So why doesn’t our proudly green city have compost pickup? If you’re of the mind, as county staff is, that waste should live and die locally, the problem is a dearth of industrial composting facilities, said Leslie Wells, county waste collection manager. The Santa Maria–based Engel & Grey facility processes food waste from UCSB, as well as from nearby North County farms and schools, but other operations have struggled to secure and maintain permits to serve the South Coast.

Engel & Grey used to also handle food scraps that the city collects from more than 200 restaurants, but it stopped after running into contamination issues. When mayonnaise jars and wine bottles wound up in bins, keeping stock clean became too expensive. So the city had to switch to a different processor, Agromin, that works out of Oxnard and Chino. Rene Eyerly, city environmental services manager, said that program keeps 3,200 tons of food waste out of the landfill each year.
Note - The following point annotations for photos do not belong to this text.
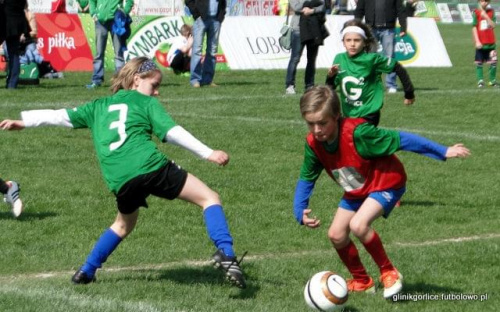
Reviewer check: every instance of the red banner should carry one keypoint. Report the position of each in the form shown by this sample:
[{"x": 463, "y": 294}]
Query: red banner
[{"x": 62, "y": 42}]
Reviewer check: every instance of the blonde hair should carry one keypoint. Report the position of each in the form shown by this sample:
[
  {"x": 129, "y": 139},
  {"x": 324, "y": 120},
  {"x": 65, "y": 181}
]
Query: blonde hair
[
  {"x": 320, "y": 98},
  {"x": 371, "y": 43},
  {"x": 124, "y": 79}
]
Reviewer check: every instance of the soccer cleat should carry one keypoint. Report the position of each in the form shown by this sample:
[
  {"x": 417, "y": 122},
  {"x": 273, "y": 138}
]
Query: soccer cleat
[
  {"x": 393, "y": 283},
  {"x": 290, "y": 90},
  {"x": 231, "y": 267},
  {"x": 81, "y": 277},
  {"x": 356, "y": 285},
  {"x": 12, "y": 198}
]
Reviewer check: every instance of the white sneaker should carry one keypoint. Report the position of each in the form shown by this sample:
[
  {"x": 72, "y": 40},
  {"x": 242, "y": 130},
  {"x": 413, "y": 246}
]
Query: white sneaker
[
  {"x": 12, "y": 198},
  {"x": 290, "y": 90}
]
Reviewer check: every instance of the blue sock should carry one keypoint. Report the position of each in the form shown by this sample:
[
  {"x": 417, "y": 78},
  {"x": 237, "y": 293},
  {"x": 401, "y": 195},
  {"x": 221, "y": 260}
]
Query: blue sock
[
  {"x": 106, "y": 244},
  {"x": 218, "y": 230}
]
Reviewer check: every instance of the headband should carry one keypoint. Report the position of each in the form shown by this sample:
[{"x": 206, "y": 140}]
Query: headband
[
  {"x": 147, "y": 66},
  {"x": 353, "y": 29}
]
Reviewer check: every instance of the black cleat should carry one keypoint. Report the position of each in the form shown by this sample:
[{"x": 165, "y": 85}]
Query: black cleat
[
  {"x": 81, "y": 277},
  {"x": 231, "y": 267}
]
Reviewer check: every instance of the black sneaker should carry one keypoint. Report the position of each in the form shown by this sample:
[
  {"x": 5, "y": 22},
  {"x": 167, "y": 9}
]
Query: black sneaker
[
  {"x": 81, "y": 277},
  {"x": 231, "y": 266}
]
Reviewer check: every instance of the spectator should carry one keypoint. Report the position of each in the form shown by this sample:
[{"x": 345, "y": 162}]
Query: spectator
[
  {"x": 483, "y": 23},
  {"x": 303, "y": 35},
  {"x": 411, "y": 7},
  {"x": 83, "y": 6},
  {"x": 357, "y": 74},
  {"x": 179, "y": 55},
  {"x": 103, "y": 13},
  {"x": 208, "y": 16},
  {"x": 15, "y": 28},
  {"x": 381, "y": 16}
]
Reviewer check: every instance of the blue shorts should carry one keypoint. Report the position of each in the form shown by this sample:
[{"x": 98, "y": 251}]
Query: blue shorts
[{"x": 387, "y": 199}]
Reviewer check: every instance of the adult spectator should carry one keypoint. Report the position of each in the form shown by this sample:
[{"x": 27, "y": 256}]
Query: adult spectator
[
  {"x": 208, "y": 16},
  {"x": 16, "y": 27},
  {"x": 307, "y": 23},
  {"x": 381, "y": 16},
  {"x": 103, "y": 13}
]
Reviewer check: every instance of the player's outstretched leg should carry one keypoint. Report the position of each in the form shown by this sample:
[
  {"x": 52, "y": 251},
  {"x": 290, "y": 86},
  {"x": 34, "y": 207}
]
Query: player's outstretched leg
[{"x": 11, "y": 197}]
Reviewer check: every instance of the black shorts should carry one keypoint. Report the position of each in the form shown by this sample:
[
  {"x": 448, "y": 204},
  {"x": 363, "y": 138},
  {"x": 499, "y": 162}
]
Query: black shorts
[
  {"x": 486, "y": 56},
  {"x": 180, "y": 63},
  {"x": 166, "y": 182}
]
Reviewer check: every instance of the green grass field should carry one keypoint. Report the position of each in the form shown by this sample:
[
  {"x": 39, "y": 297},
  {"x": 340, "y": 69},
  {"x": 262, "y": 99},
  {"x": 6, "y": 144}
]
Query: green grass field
[{"x": 445, "y": 238}]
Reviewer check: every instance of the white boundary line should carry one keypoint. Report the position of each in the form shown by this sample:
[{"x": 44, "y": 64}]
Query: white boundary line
[{"x": 199, "y": 263}]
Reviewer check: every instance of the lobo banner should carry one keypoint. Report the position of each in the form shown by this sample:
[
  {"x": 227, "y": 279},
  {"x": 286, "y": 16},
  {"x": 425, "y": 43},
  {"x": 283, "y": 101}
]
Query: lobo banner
[{"x": 252, "y": 43}]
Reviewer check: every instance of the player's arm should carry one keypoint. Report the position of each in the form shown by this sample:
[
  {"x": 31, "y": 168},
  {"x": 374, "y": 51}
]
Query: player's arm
[
  {"x": 408, "y": 88},
  {"x": 309, "y": 173},
  {"x": 371, "y": 142},
  {"x": 183, "y": 138},
  {"x": 38, "y": 118},
  {"x": 414, "y": 143}
]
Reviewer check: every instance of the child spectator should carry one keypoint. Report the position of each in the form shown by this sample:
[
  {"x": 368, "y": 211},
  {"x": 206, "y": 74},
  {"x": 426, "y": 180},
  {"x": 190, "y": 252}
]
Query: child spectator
[
  {"x": 483, "y": 22},
  {"x": 358, "y": 74},
  {"x": 179, "y": 55}
]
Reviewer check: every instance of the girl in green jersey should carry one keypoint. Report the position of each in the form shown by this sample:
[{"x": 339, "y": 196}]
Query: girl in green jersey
[
  {"x": 358, "y": 74},
  {"x": 133, "y": 168}
]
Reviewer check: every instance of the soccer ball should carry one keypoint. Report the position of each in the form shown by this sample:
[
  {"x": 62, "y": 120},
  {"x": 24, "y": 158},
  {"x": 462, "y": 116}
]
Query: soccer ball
[{"x": 326, "y": 291}]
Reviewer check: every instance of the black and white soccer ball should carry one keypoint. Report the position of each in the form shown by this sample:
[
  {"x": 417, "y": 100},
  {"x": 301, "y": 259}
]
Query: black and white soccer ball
[{"x": 326, "y": 291}]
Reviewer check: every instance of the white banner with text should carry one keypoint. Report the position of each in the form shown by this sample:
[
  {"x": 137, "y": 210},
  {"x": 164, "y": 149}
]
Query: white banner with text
[{"x": 251, "y": 42}]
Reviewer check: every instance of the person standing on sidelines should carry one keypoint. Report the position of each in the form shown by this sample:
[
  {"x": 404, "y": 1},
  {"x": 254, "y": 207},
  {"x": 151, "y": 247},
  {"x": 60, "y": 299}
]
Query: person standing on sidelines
[
  {"x": 299, "y": 10},
  {"x": 483, "y": 24},
  {"x": 208, "y": 16},
  {"x": 381, "y": 16},
  {"x": 103, "y": 13},
  {"x": 357, "y": 74},
  {"x": 360, "y": 158},
  {"x": 122, "y": 126}
]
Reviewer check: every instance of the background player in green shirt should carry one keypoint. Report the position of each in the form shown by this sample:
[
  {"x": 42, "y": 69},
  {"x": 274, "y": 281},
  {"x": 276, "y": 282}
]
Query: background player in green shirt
[
  {"x": 360, "y": 157},
  {"x": 358, "y": 74},
  {"x": 134, "y": 168}
]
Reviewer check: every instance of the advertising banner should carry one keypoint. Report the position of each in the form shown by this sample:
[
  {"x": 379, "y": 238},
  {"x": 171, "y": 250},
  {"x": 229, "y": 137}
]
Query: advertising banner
[
  {"x": 63, "y": 42},
  {"x": 252, "y": 43},
  {"x": 67, "y": 41}
]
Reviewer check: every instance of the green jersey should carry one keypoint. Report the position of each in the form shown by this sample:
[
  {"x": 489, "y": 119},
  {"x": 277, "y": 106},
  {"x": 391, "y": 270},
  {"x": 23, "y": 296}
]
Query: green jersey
[
  {"x": 369, "y": 141},
  {"x": 122, "y": 126},
  {"x": 361, "y": 86}
]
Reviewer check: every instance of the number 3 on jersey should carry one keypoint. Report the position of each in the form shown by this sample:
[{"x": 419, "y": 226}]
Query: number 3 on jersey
[{"x": 119, "y": 124}]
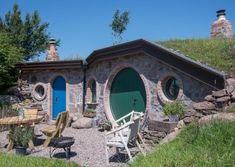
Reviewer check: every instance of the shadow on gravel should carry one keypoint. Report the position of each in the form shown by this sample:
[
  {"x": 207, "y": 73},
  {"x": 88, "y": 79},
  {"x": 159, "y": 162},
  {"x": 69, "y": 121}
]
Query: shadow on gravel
[
  {"x": 119, "y": 158},
  {"x": 62, "y": 155}
]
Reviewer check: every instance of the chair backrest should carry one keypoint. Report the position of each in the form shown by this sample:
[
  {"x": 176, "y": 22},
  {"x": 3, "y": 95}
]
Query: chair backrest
[
  {"x": 30, "y": 112},
  {"x": 61, "y": 123},
  {"x": 135, "y": 127}
]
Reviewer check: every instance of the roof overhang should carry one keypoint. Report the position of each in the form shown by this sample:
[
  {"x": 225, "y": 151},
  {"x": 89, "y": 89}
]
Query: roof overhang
[
  {"x": 198, "y": 71},
  {"x": 50, "y": 65}
]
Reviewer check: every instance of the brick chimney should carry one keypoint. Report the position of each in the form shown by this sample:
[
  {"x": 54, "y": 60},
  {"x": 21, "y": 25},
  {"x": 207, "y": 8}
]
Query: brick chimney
[
  {"x": 52, "y": 54},
  {"x": 221, "y": 28}
]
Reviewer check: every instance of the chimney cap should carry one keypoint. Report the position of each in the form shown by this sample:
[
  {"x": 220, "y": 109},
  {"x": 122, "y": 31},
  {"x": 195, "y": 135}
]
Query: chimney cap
[
  {"x": 52, "y": 41},
  {"x": 221, "y": 12}
]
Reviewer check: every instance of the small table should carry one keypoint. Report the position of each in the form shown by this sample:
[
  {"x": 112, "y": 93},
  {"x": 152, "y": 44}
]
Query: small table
[
  {"x": 62, "y": 142},
  {"x": 16, "y": 121}
]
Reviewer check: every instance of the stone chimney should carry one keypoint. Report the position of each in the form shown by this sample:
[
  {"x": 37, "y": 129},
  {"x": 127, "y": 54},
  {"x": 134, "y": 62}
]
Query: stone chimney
[
  {"x": 52, "y": 54},
  {"x": 221, "y": 28}
]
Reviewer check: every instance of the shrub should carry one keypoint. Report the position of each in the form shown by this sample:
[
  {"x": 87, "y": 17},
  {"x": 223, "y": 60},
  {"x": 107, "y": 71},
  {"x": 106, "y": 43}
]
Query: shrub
[
  {"x": 174, "y": 108},
  {"x": 231, "y": 108}
]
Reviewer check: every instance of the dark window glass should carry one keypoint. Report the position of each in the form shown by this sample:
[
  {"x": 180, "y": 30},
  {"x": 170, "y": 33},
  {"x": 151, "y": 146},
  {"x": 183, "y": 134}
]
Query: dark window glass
[
  {"x": 171, "y": 88},
  {"x": 93, "y": 92},
  {"x": 40, "y": 91}
]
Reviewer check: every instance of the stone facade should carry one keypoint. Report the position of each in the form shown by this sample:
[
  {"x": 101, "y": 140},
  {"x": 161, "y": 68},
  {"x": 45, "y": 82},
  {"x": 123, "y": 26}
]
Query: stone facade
[
  {"x": 151, "y": 72},
  {"x": 29, "y": 80},
  {"x": 221, "y": 28}
]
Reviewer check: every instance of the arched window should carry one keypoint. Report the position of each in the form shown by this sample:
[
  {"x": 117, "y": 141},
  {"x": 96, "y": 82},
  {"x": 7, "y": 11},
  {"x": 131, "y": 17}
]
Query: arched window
[{"x": 93, "y": 92}]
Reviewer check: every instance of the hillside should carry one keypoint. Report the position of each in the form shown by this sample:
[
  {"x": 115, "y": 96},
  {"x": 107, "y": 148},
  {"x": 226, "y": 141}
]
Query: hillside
[
  {"x": 210, "y": 145},
  {"x": 216, "y": 53}
]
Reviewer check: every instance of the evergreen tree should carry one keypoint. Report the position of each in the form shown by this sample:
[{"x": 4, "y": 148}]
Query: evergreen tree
[{"x": 30, "y": 33}]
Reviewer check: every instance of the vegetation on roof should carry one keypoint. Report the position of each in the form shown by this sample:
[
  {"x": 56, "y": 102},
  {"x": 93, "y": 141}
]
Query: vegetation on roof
[
  {"x": 216, "y": 53},
  {"x": 210, "y": 145}
]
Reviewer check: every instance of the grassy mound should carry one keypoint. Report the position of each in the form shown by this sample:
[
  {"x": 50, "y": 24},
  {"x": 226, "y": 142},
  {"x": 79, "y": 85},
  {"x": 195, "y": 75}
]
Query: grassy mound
[
  {"x": 215, "y": 53},
  {"x": 211, "y": 145},
  {"x": 10, "y": 160}
]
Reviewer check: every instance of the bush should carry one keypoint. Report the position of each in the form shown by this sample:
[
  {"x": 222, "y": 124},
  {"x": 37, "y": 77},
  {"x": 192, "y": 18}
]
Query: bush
[
  {"x": 174, "y": 108},
  {"x": 231, "y": 108}
]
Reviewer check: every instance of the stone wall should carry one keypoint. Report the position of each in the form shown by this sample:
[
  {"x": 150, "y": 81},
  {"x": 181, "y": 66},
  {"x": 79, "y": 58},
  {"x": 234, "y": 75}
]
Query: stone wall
[
  {"x": 74, "y": 87},
  {"x": 151, "y": 72}
]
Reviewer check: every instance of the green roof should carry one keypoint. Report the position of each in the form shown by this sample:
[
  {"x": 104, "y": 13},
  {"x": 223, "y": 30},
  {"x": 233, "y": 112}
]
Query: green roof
[{"x": 215, "y": 53}]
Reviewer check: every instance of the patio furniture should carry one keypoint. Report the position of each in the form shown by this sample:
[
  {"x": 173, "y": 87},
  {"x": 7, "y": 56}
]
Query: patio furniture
[
  {"x": 62, "y": 142},
  {"x": 30, "y": 112},
  {"x": 125, "y": 135},
  {"x": 16, "y": 121},
  {"x": 57, "y": 129}
]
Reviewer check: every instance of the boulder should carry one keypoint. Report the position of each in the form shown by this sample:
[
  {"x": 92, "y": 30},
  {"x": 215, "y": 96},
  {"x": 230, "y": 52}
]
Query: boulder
[
  {"x": 219, "y": 93},
  {"x": 204, "y": 106},
  {"x": 223, "y": 99},
  {"x": 230, "y": 89},
  {"x": 188, "y": 120},
  {"x": 180, "y": 124},
  {"x": 190, "y": 112},
  {"x": 231, "y": 81},
  {"x": 81, "y": 123},
  {"x": 209, "y": 98},
  {"x": 233, "y": 96}
]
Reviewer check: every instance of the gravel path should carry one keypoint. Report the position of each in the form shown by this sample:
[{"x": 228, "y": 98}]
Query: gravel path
[{"x": 88, "y": 149}]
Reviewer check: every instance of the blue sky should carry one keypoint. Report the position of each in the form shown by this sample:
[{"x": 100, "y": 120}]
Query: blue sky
[{"x": 83, "y": 25}]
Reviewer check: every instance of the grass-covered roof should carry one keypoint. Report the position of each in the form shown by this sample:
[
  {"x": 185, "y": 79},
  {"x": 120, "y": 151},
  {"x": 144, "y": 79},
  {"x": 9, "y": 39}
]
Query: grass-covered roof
[{"x": 216, "y": 53}]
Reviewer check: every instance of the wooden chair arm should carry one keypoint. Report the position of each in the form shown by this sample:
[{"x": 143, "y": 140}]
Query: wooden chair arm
[{"x": 120, "y": 128}]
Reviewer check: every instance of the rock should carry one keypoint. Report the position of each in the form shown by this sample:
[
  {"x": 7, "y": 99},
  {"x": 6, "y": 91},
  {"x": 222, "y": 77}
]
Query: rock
[
  {"x": 223, "y": 99},
  {"x": 230, "y": 89},
  {"x": 231, "y": 81},
  {"x": 209, "y": 98},
  {"x": 219, "y": 93},
  {"x": 82, "y": 123},
  {"x": 180, "y": 124},
  {"x": 13, "y": 91},
  {"x": 190, "y": 112},
  {"x": 188, "y": 120},
  {"x": 219, "y": 116},
  {"x": 233, "y": 96},
  {"x": 170, "y": 137},
  {"x": 198, "y": 115},
  {"x": 204, "y": 106},
  {"x": 208, "y": 112}
]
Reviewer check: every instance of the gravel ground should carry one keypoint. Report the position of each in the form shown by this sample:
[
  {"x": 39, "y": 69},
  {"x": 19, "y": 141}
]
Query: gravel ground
[{"x": 88, "y": 149}]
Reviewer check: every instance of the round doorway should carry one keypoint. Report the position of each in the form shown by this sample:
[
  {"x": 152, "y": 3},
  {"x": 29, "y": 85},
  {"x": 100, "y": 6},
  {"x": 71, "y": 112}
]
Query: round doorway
[{"x": 127, "y": 93}]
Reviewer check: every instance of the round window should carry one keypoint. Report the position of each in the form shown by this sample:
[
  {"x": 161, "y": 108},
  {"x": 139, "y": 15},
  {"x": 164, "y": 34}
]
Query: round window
[
  {"x": 171, "y": 88},
  {"x": 39, "y": 92}
]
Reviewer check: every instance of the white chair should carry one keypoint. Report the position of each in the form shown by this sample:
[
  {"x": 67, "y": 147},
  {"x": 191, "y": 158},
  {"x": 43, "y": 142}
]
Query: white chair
[{"x": 126, "y": 133}]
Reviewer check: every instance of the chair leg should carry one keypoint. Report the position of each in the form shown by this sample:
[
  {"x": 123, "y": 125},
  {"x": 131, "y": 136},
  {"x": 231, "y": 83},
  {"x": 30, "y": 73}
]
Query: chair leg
[
  {"x": 47, "y": 142},
  {"x": 31, "y": 145},
  {"x": 10, "y": 145},
  {"x": 129, "y": 153},
  {"x": 140, "y": 148},
  {"x": 142, "y": 141},
  {"x": 107, "y": 155}
]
Resolving these processing and contamination hurdles for residential collection will have to happen soon ​— ​California has committed to composting and recycling 75 percent of its solid waste by 2020. The county has plans to build a new compost separator and digester at the Tajiguas Landfill, and the city will soon discuss a potential collection program. However, these proposals could take years to implement. In the meantime, here are a few options for taking matters into your own hands:

“Everyone has space for a worm bin,” according to county compost specialist Sam Dickinson, who composted even when he lived in a 600-square-foot studio. Dickinson recommends making your own bin by drilling holes in a lidded plastic tub, buying worms online, and bedding them ​— ​along with your food scraps ​— ​in newspaper. The county’s “Composting ABC’s” pamphlet at lessismore.org has additional instructions. (See independent.com/compost for the PDF.)

If worms aren’t your style, the county sells Earth Machine composters for $45 at the South Coast Recycling & Transfer Station (4430 Calle Real). The bin won’t produce the same dark, powdery garden-gold that worms do, but it’s self-contained and designed to prevent rodents from taking up residence.

There are also workshops around town to help. The County of Santa Barbara schedules compost workshops on its website, countyofsb.org, and Impact Hub Funk Zone (10 E. Yanonali St.) holds a free Compost & Recycling Program on the first Wednesday of every month.